No sul do Ceará, terra do principal empreendedor da obra, o ministro Ciro Gomes (Integração Nacional), indenizações já foram pagas para famílias de dois municípios, Brejo Santo e Mauriti. Essas pessoas foram recompensadas para deixar suas terras e dar passagem aos canais da transposição.



Questionado sobre as denúncias, frei Luiz contou que, até agora, “apesar de algumas entradas inconvenientes do ministro Ciro Gomes na mídia”, o que sabe de oficial é que o governo tem se mantido fiel ao acordo. No entanto, o bispo revela ter ouvido, não oficialmente, que o Exército estaria fazendo alguns trabalhos, apesar de não saber ao certo qual o tipo da ação: se é demarcando área ou realizando obras em áreas indígenas. “Tomei conhecimento, sim, de que Exército estaria lá, mas não sei se é desobedecendo o acordo ou fazendo um outro tipo de trabalho não diretamente ligado à transposição. Contudo, com toda a certeza, estão fazendo alguma coisa indiretamente relacionada ao projeto”, sentencia Cappio.

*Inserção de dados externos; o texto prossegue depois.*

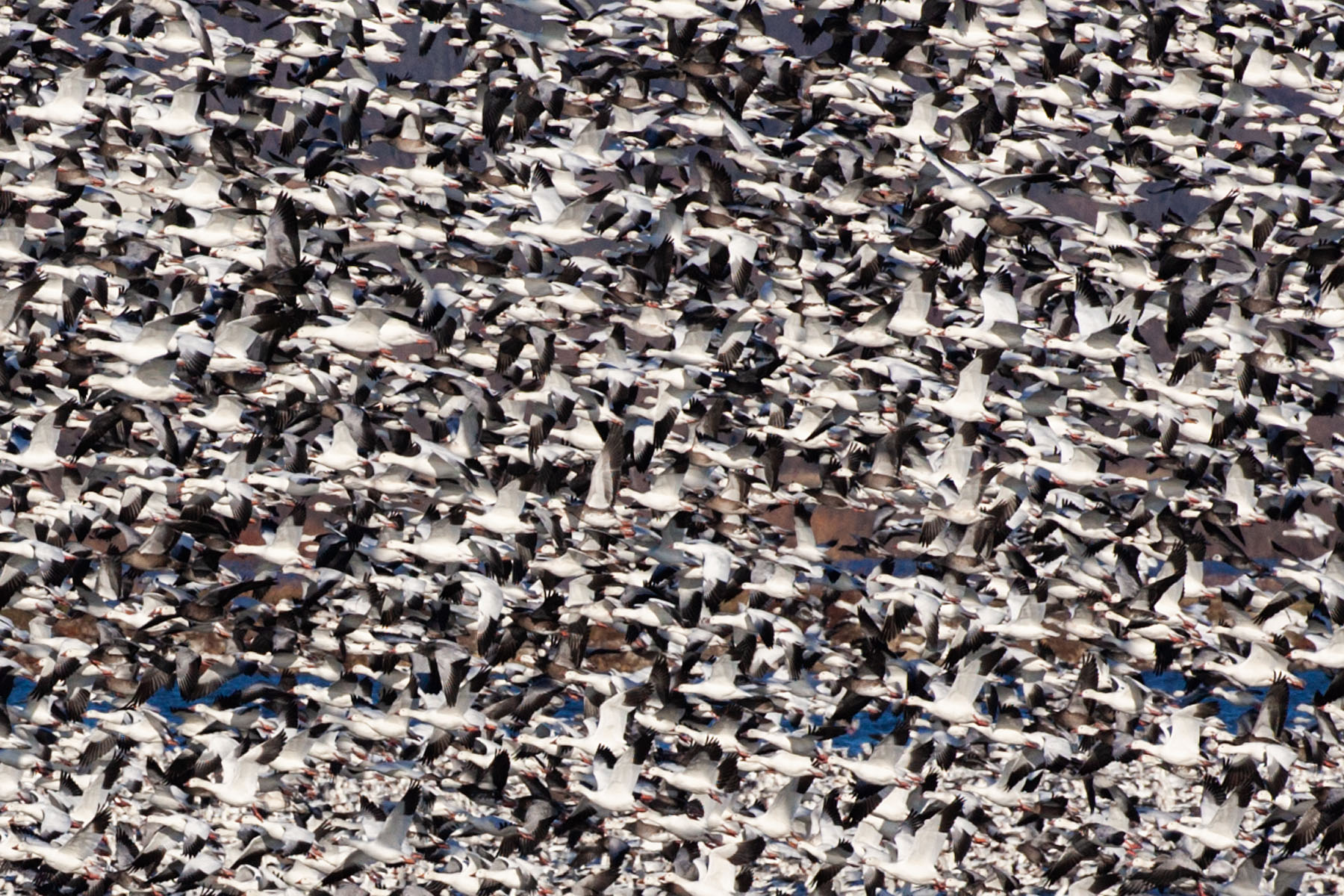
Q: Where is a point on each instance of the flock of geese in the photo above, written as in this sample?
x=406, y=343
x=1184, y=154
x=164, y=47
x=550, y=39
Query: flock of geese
x=613, y=448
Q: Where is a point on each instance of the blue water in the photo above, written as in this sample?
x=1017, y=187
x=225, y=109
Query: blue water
x=1230, y=712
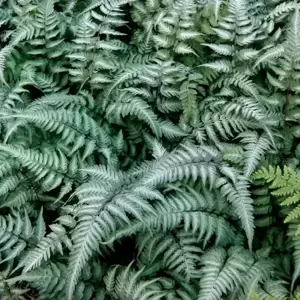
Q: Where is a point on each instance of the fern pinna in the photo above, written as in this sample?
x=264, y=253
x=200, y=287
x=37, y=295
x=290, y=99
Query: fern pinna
x=148, y=149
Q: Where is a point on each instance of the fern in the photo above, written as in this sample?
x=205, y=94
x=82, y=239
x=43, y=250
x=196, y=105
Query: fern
x=136, y=139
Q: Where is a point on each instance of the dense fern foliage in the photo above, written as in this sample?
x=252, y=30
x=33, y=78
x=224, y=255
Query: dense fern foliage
x=149, y=149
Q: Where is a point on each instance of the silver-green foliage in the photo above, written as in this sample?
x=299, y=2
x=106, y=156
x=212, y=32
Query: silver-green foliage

O frei reitera que retomará a greve de fome se o governo descumprir o acordo, encerrando os debates e colocando as obras em execução. Atualmente, ele está preparando – ao lado de movimentos sociais – mobilizações, palestras e encontros no país inteiro. “A coisa está efervescendo. Nos dias 14 e 15 de dezembro, vamos para Brasília participar de uma mesa de trabalho sobre por que não queremos a transposição. Nessa ocasião, vamos formular um programa alternativo para o Semi-Árido e levá-lo para o encontro que tenho agendado com o Lula nesses dias. Queremos ir ao presidente com este material nas mãos explicar concretamente os motivos que não nos permitem aceitar a transposição de águas e também apresentar-lhe as alternativas”, planeja frei Luiz.